Because W has dimension 2 less than dim V, we would like to apply
our induction hypothesis to T| W . However, W might not be invariant
under T, meaning that T| W might not be an operator on W. We will
compose with the projection P W,U to get an operator on W. Specifically,
define S ∈L(W) by
Sw = P W,U (Tw)
for w ∈ W. By our induction hypothesis, S has an eigenvalue λ.We
will show that this λ is also an eigenvalue for T.
Let w ∈ W be a nonzero eigenvector for S corresponding to the
eigenvalue λ; thus (S − λI)w = 0. We would be done if w were an
eigenvector for T with eigenvalue λ; unfortunately that need not be
true. So we will look for an eigenvector of T in U + span(w).To do
that, consider a typical vector u + aw in U + span(w), where u ∈ U
and a ∈ R. We have
(T − λI)(u + aw) = Tu − λu + a(Tw − λw)
= Tu − λu + a(P U,W (Tw) + P W,U (Tw) − λw)
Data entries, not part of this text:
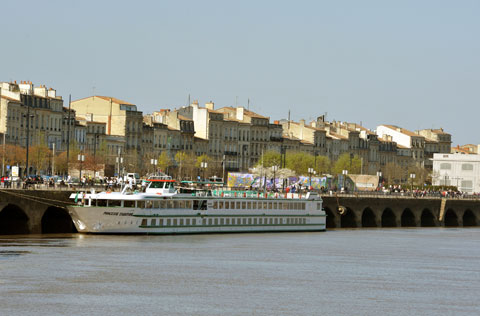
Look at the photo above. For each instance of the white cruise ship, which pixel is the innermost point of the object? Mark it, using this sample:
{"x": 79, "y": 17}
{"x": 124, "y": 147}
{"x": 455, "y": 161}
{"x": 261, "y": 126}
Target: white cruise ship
{"x": 161, "y": 209}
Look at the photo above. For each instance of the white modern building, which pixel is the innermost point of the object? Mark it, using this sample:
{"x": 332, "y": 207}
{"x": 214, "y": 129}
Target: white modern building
{"x": 462, "y": 171}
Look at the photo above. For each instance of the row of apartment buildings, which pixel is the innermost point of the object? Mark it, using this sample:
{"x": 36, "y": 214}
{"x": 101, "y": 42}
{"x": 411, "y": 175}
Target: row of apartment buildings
{"x": 234, "y": 136}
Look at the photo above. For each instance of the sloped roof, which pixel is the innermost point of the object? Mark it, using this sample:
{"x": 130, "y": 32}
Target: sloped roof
{"x": 402, "y": 130}
{"x": 114, "y": 100}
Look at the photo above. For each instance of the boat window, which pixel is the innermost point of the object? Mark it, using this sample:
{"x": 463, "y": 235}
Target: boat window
{"x": 114, "y": 203}
{"x": 128, "y": 203}
{"x": 196, "y": 204}
{"x": 156, "y": 185}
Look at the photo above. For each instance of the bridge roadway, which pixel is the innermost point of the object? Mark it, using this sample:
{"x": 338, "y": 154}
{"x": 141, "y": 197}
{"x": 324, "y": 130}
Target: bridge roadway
{"x": 43, "y": 211}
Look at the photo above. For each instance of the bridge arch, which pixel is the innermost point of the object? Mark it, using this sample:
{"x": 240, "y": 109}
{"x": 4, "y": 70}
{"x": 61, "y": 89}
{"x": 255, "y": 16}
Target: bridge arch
{"x": 368, "y": 218}
{"x": 348, "y": 220}
{"x": 451, "y": 218}
{"x": 388, "y": 218}
{"x": 13, "y": 220}
{"x": 331, "y": 218}
{"x": 408, "y": 219}
{"x": 469, "y": 219}
{"x": 57, "y": 220}
{"x": 427, "y": 219}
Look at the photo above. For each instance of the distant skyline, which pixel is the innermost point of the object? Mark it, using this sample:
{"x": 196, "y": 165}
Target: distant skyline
{"x": 414, "y": 64}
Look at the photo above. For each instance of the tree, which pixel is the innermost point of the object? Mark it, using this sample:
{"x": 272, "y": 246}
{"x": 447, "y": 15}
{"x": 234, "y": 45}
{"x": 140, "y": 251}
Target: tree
{"x": 393, "y": 173}
{"x": 323, "y": 166}
{"x": 299, "y": 162}
{"x": 181, "y": 159}
{"x": 348, "y": 161}
{"x": 269, "y": 158}
{"x": 164, "y": 162}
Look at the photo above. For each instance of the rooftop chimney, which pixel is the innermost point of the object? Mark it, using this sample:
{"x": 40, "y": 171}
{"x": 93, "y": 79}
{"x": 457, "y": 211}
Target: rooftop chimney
{"x": 210, "y": 105}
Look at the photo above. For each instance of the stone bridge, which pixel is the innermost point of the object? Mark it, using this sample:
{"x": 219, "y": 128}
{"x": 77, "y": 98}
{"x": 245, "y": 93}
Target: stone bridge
{"x": 399, "y": 211}
{"x": 34, "y": 212}
{"x": 43, "y": 211}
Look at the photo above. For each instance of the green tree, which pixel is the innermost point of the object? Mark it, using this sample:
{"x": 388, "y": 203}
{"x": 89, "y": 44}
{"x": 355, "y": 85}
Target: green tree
{"x": 202, "y": 158}
{"x": 164, "y": 162}
{"x": 323, "y": 166}
{"x": 299, "y": 162}
{"x": 269, "y": 158}
{"x": 181, "y": 159}
{"x": 349, "y": 162}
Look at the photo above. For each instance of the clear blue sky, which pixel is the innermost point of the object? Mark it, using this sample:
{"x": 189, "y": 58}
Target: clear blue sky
{"x": 415, "y": 64}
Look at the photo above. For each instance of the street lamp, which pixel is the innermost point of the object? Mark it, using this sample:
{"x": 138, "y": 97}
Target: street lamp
{"x": 81, "y": 158}
{"x": 119, "y": 160}
{"x": 345, "y": 173}
{"x": 310, "y": 171}
{"x": 28, "y": 116}
{"x": 154, "y": 163}
{"x": 274, "y": 169}
{"x": 379, "y": 175}
{"x": 412, "y": 176}
{"x": 204, "y": 166}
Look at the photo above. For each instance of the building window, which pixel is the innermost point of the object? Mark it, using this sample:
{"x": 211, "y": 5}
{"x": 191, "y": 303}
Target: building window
{"x": 445, "y": 166}
{"x": 467, "y": 167}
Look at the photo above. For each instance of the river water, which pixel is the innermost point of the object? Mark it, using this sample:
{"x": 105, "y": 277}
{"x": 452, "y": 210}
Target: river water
{"x": 418, "y": 271}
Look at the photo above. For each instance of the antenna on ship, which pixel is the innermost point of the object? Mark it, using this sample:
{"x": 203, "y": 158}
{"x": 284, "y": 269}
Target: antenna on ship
{"x": 289, "y": 120}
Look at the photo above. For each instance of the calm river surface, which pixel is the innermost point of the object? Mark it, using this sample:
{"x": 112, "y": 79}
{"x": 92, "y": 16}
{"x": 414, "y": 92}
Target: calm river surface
{"x": 340, "y": 272}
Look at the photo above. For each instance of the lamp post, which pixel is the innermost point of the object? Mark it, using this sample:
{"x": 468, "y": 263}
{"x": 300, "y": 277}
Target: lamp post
{"x": 379, "y": 175}
{"x": 412, "y": 176}
{"x": 274, "y": 169}
{"x": 119, "y": 160}
{"x": 81, "y": 158}
{"x": 28, "y": 116}
{"x": 69, "y": 122}
{"x": 154, "y": 164}
{"x": 344, "y": 173}
{"x": 310, "y": 171}
{"x": 204, "y": 166}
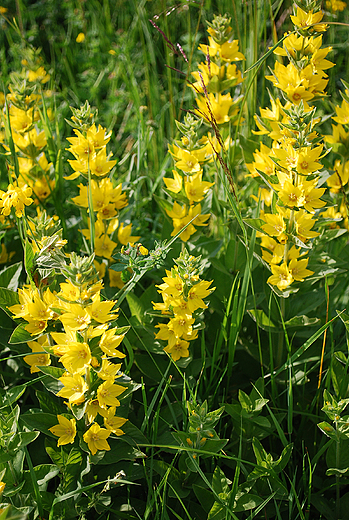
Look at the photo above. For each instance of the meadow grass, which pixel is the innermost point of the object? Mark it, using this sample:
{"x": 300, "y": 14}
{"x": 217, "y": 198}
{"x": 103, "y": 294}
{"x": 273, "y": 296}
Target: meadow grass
{"x": 248, "y": 420}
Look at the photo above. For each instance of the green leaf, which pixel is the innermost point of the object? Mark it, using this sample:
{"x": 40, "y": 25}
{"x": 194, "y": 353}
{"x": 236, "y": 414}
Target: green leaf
{"x": 54, "y": 372}
{"x": 301, "y": 321}
{"x": 262, "y": 320}
{"x": 7, "y": 299}
{"x": 136, "y": 307}
{"x": 21, "y": 335}
{"x": 255, "y": 223}
{"x": 10, "y": 396}
{"x": 220, "y": 483}
{"x": 22, "y": 439}
{"x": 10, "y": 275}
{"x": 29, "y": 263}
{"x": 40, "y": 421}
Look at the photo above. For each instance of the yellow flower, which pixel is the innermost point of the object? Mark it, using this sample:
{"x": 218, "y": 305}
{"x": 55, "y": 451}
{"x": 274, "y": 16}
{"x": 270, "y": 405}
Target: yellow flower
{"x": 16, "y": 197}
{"x": 196, "y": 188}
{"x": 188, "y": 163}
{"x": 65, "y": 430}
{"x": 96, "y": 438}
{"x": 107, "y": 394}
{"x": 112, "y": 422}
{"x": 175, "y": 184}
{"x": 298, "y": 269}
{"x": 124, "y": 234}
{"x": 76, "y": 319}
{"x": 92, "y": 409}
{"x": 80, "y": 38}
{"x": 291, "y": 195}
{"x": 109, "y": 343}
{"x": 303, "y": 20}
{"x": 275, "y": 225}
{"x": 74, "y": 388}
{"x": 304, "y": 223}
{"x": 307, "y": 160}
{"x": 181, "y": 324}
{"x": 77, "y": 357}
{"x": 218, "y": 108}
{"x": 104, "y": 246}
{"x": 40, "y": 358}
{"x": 197, "y": 293}
{"x": 108, "y": 370}
{"x": 281, "y": 276}
{"x": 99, "y": 311}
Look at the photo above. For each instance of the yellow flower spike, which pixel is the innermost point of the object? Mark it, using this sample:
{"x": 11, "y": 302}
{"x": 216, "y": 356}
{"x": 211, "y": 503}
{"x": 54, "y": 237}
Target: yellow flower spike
{"x": 65, "y": 430}
{"x": 124, "y": 234}
{"x": 219, "y": 108}
{"x": 335, "y": 5}
{"x": 109, "y": 343}
{"x": 74, "y": 388}
{"x": 40, "y": 358}
{"x": 196, "y": 188}
{"x": 16, "y": 197}
{"x": 307, "y": 160}
{"x": 197, "y": 293}
{"x": 281, "y": 276}
{"x": 104, "y": 246}
{"x": 188, "y": 162}
{"x": 80, "y": 38}
{"x": 175, "y": 184}
{"x": 304, "y": 223}
{"x": 340, "y": 178}
{"x": 109, "y": 370}
{"x": 76, "y": 319}
{"x": 275, "y": 225}
{"x": 77, "y": 357}
{"x": 96, "y": 438}
{"x": 92, "y": 409}
{"x": 298, "y": 269}
{"x": 107, "y": 394}
{"x": 181, "y": 324}
{"x": 303, "y": 20}
{"x": 291, "y": 195}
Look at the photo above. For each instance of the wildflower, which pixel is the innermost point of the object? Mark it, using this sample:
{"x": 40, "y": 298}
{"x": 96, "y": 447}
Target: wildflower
{"x": 65, "y": 430}
{"x": 107, "y": 394}
{"x": 74, "y": 388}
{"x": 16, "y": 197}
{"x": 281, "y": 276}
{"x": 76, "y": 358}
{"x": 40, "y": 358}
{"x": 77, "y": 317}
{"x": 80, "y": 38}
{"x": 96, "y": 438}
{"x": 298, "y": 269}
{"x": 178, "y": 349}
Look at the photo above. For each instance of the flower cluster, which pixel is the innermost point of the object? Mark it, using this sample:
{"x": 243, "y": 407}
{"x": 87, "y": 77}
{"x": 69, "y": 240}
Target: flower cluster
{"x": 218, "y": 74}
{"x": 187, "y": 187}
{"x": 290, "y": 167}
{"x": 99, "y": 196}
{"x": 25, "y": 128}
{"x": 182, "y": 293}
{"x": 77, "y": 328}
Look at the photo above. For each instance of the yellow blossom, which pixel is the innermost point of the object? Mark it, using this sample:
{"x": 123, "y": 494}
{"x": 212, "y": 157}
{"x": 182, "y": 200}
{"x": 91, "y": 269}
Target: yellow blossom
{"x": 96, "y": 438}
{"x": 65, "y": 430}
{"x": 107, "y": 394}
{"x": 74, "y": 388}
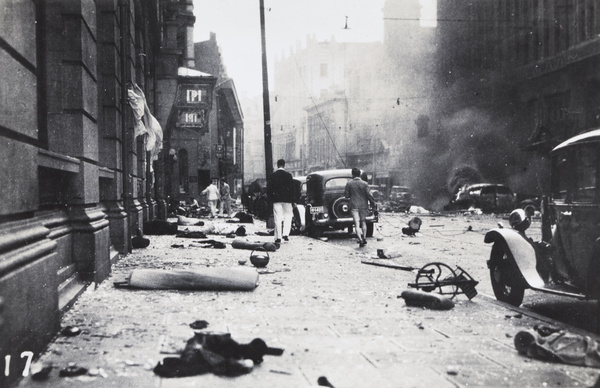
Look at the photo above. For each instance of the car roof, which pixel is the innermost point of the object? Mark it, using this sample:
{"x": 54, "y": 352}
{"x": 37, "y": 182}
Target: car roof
{"x": 346, "y": 172}
{"x": 587, "y": 137}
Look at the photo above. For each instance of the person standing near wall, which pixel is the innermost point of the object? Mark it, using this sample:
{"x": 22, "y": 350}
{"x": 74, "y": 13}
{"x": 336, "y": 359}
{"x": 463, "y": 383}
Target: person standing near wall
{"x": 280, "y": 192}
{"x": 360, "y": 196}
{"x": 225, "y": 198}
{"x": 212, "y": 197}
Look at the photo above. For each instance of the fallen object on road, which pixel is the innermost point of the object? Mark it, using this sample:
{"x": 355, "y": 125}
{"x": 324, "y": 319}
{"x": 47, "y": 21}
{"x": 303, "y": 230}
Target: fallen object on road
{"x": 239, "y": 243}
{"x": 560, "y": 346}
{"x": 159, "y": 227}
{"x": 441, "y": 278}
{"x": 207, "y": 279}
{"x": 216, "y": 353}
{"x": 387, "y": 264}
{"x": 428, "y": 300}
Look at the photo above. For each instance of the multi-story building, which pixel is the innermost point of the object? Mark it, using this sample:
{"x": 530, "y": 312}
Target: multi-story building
{"x": 523, "y": 75}
{"x": 79, "y": 176}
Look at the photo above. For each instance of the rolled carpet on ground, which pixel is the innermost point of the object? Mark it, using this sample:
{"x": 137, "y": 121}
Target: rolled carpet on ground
{"x": 205, "y": 279}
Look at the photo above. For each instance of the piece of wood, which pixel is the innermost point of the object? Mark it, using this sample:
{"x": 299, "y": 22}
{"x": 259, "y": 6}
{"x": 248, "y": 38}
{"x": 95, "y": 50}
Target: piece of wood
{"x": 208, "y": 279}
{"x": 386, "y": 263}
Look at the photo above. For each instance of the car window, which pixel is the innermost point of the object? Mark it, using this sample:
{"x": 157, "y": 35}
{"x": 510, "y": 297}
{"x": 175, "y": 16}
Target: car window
{"x": 337, "y": 183}
{"x": 585, "y": 160}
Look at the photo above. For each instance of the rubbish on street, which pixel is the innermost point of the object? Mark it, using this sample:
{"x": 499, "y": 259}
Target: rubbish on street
{"x": 387, "y": 264}
{"x": 388, "y": 253}
{"x": 258, "y": 260}
{"x": 189, "y": 221}
{"x": 71, "y": 331}
{"x": 159, "y": 227}
{"x": 323, "y": 382}
{"x": 415, "y": 298}
{"x": 199, "y": 324}
{"x": 215, "y": 353}
{"x": 414, "y": 225}
{"x": 139, "y": 241}
{"x": 191, "y": 234}
{"x": 444, "y": 280}
{"x": 245, "y": 244}
{"x": 210, "y": 278}
{"x": 72, "y": 370}
{"x": 560, "y": 346}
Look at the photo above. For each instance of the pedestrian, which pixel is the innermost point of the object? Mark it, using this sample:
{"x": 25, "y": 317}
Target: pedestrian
{"x": 212, "y": 197}
{"x": 225, "y": 198}
{"x": 357, "y": 190}
{"x": 281, "y": 192}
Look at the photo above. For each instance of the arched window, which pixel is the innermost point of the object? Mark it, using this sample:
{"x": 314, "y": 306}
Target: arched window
{"x": 184, "y": 184}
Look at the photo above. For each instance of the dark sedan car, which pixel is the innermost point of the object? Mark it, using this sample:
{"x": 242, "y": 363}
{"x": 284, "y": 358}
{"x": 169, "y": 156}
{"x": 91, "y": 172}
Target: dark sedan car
{"x": 326, "y": 206}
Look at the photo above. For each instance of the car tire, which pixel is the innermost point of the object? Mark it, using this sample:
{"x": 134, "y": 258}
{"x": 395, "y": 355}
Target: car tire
{"x": 505, "y": 278}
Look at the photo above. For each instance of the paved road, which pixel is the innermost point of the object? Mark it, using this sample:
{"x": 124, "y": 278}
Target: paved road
{"x": 333, "y": 316}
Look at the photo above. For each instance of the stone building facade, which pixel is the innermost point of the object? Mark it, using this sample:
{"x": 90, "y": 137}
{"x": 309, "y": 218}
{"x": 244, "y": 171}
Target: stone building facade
{"x": 76, "y": 182}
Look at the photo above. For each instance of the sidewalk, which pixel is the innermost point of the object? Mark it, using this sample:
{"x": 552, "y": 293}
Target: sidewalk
{"x": 332, "y": 315}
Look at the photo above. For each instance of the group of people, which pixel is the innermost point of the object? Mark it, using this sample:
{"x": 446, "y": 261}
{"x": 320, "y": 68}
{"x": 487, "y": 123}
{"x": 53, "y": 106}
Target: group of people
{"x": 281, "y": 192}
{"x": 214, "y": 195}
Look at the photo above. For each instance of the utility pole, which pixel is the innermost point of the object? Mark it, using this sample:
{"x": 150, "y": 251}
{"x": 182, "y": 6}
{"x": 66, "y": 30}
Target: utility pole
{"x": 266, "y": 104}
{"x": 266, "y": 110}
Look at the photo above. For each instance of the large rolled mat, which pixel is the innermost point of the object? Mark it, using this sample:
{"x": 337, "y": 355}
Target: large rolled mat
{"x": 206, "y": 279}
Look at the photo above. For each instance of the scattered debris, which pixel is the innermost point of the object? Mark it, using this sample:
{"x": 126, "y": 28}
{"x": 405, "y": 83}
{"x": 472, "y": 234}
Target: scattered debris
{"x": 388, "y": 265}
{"x": 189, "y": 221}
{"x": 414, "y": 225}
{"x": 71, "y": 331}
{"x": 210, "y": 278}
{"x": 199, "y": 324}
{"x": 560, "y": 346}
{"x": 159, "y": 227}
{"x": 216, "y": 353}
{"x": 323, "y": 382}
{"x": 139, "y": 241}
{"x": 72, "y": 370}
{"x": 245, "y": 244}
{"x": 440, "y": 277}
{"x": 415, "y": 298}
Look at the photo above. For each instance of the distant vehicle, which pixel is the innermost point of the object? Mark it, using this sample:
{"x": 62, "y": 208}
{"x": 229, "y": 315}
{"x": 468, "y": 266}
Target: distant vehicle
{"x": 326, "y": 206}
{"x": 377, "y": 194}
{"x": 401, "y": 198}
{"x": 489, "y": 197}
{"x": 567, "y": 259}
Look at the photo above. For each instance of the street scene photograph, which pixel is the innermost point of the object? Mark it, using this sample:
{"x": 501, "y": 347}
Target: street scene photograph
{"x": 315, "y": 193}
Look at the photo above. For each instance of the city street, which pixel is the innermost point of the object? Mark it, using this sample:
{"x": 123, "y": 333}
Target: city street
{"x": 333, "y": 315}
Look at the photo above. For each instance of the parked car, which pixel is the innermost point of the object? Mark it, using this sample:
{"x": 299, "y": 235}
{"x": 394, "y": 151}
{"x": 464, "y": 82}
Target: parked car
{"x": 567, "y": 259}
{"x": 377, "y": 194}
{"x": 489, "y": 197}
{"x": 401, "y": 198}
{"x": 326, "y": 206}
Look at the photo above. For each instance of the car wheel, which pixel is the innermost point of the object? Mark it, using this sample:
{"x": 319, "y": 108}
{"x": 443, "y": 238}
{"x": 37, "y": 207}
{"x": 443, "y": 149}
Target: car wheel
{"x": 370, "y": 227}
{"x": 504, "y": 276}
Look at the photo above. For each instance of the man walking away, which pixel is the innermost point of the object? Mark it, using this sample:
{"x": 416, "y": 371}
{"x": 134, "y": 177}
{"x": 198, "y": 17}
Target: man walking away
{"x": 281, "y": 192}
{"x": 360, "y": 196}
{"x": 212, "y": 197}
{"x": 225, "y": 198}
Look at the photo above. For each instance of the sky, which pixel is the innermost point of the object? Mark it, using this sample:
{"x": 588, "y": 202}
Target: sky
{"x": 236, "y": 24}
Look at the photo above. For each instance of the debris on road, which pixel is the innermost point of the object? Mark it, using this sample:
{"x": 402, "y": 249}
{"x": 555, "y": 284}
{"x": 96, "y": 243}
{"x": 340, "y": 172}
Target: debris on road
{"x": 560, "y": 346}
{"x": 414, "y": 225}
{"x": 415, "y": 298}
{"x": 239, "y": 243}
{"x": 207, "y": 279}
{"x": 215, "y": 353}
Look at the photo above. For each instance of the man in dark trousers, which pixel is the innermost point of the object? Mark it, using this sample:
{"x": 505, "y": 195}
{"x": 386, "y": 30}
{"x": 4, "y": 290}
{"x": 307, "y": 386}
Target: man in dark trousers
{"x": 280, "y": 192}
{"x": 360, "y": 197}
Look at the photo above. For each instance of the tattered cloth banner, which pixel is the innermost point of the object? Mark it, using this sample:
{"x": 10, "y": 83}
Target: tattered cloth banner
{"x": 144, "y": 122}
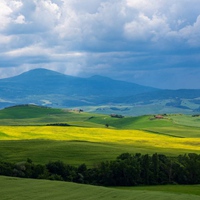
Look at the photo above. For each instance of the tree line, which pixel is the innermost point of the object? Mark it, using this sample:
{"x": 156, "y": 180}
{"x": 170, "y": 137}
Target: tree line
{"x": 125, "y": 170}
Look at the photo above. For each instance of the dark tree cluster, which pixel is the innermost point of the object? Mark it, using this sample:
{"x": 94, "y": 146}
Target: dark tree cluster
{"x": 126, "y": 170}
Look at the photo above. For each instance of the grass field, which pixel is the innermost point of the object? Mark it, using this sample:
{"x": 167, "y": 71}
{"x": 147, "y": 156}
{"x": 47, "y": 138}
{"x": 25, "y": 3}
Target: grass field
{"x": 23, "y": 130}
{"x": 23, "y": 189}
{"x": 77, "y": 145}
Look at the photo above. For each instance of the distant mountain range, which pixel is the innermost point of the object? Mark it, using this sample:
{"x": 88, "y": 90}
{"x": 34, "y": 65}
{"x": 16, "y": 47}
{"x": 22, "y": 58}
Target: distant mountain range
{"x": 50, "y": 88}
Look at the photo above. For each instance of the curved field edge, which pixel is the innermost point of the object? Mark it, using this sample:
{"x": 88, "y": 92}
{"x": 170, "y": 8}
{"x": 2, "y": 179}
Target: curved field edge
{"x": 16, "y": 188}
{"x": 99, "y": 135}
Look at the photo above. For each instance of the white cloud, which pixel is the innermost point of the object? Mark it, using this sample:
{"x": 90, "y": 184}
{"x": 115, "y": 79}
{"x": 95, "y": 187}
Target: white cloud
{"x": 60, "y": 34}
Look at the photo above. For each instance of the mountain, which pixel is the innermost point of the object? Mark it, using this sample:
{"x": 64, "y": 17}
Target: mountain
{"x": 40, "y": 85}
{"x": 102, "y": 94}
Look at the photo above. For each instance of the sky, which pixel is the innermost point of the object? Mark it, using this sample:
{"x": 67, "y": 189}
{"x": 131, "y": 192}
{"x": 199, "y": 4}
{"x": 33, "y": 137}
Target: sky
{"x": 149, "y": 42}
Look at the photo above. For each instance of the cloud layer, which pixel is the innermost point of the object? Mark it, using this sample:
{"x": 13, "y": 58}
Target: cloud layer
{"x": 155, "y": 42}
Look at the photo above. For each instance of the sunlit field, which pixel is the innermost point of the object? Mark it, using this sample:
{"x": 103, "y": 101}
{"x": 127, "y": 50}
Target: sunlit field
{"x": 100, "y": 135}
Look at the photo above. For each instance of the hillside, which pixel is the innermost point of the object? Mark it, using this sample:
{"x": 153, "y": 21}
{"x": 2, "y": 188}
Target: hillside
{"x": 87, "y": 136}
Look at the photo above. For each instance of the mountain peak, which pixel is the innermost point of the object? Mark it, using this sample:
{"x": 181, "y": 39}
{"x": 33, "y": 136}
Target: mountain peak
{"x": 99, "y": 78}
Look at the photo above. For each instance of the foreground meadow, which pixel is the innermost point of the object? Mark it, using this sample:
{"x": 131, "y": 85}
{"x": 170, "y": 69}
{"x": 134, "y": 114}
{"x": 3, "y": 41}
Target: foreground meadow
{"x": 23, "y": 189}
{"x": 77, "y": 145}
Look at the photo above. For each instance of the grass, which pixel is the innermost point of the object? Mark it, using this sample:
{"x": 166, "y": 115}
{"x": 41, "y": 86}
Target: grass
{"x": 77, "y": 145}
{"x": 176, "y": 189}
{"x": 23, "y": 189}
{"x": 86, "y": 138}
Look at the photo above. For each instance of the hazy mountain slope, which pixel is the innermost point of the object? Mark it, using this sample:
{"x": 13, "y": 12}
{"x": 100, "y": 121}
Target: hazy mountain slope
{"x": 38, "y": 84}
{"x": 46, "y": 87}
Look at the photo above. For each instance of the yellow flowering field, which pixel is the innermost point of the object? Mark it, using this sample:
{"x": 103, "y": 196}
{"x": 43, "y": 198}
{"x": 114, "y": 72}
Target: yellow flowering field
{"x": 100, "y": 135}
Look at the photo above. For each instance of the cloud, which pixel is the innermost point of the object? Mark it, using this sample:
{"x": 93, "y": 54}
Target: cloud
{"x": 121, "y": 38}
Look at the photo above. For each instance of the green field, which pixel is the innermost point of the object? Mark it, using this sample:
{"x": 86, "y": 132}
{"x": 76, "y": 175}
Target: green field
{"x": 24, "y": 134}
{"x": 87, "y": 140}
{"x": 23, "y": 189}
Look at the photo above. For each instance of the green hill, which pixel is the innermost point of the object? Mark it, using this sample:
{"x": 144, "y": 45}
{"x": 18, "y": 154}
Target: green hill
{"x": 23, "y": 189}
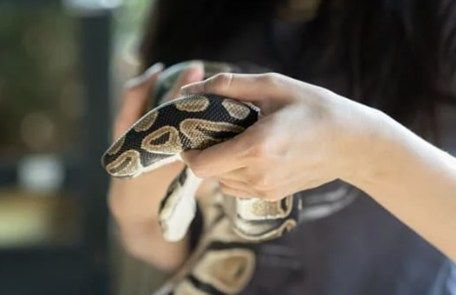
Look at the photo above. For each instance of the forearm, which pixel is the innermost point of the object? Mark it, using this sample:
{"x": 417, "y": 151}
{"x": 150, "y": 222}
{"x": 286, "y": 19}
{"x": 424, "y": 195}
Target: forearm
{"x": 416, "y": 182}
{"x": 136, "y": 213}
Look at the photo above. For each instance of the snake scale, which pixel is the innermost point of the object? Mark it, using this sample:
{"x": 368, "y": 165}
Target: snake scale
{"x": 224, "y": 259}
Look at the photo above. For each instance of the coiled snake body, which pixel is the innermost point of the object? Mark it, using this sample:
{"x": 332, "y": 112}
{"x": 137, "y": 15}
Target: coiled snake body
{"x": 225, "y": 258}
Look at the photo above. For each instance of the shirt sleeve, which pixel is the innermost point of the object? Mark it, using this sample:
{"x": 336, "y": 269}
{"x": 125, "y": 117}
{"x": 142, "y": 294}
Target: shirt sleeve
{"x": 447, "y": 48}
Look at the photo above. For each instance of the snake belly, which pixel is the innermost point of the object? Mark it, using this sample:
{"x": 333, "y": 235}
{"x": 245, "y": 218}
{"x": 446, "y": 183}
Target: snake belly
{"x": 224, "y": 260}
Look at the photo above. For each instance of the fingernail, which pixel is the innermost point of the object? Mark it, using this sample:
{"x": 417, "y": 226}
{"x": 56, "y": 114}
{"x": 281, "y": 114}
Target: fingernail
{"x": 138, "y": 80}
{"x": 191, "y": 88}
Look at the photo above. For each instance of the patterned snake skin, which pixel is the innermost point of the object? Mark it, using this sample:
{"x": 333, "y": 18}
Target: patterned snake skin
{"x": 224, "y": 260}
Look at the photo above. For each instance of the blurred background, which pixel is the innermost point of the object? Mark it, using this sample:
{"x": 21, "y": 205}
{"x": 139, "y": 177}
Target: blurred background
{"x": 61, "y": 67}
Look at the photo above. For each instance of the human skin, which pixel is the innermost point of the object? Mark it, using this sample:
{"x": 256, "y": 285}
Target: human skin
{"x": 308, "y": 136}
{"x": 134, "y": 202}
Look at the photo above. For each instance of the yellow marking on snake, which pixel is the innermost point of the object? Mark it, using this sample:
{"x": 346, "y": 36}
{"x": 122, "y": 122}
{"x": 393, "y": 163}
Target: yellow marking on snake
{"x": 257, "y": 209}
{"x": 235, "y": 109}
{"x": 171, "y": 145}
{"x": 198, "y": 104}
{"x": 115, "y": 148}
{"x": 199, "y": 131}
{"x": 127, "y": 164}
{"x": 146, "y": 122}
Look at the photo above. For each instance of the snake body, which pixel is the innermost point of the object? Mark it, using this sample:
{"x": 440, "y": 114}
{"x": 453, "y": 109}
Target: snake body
{"x": 224, "y": 260}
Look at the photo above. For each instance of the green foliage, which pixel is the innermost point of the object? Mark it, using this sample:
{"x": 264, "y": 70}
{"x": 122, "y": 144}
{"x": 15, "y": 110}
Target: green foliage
{"x": 37, "y": 72}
= Tu − λu + a(P U,W (Tw) + Sw − λw)
= Tu − λu + aP U,W (Tw).
Note that on the right side of the last equation, Tu ∈ U (because U
is invariant under T), λu ∈ U (because u ∈ U), and aP U,W (Tw) ∈ U
(from the definition of P U,W ). Thus T − λI maps U + span(w) into U.
Because U + span(w) has a larger dimension than U, this means that
(T − λI)| U+span(w) is not injective (see 3.5). In other words, there exists
a nonzero vector v ∈ U + span(w) ⊂ V such that (T − λI)v = 0. Thus
T has an eigenvalue, as desired.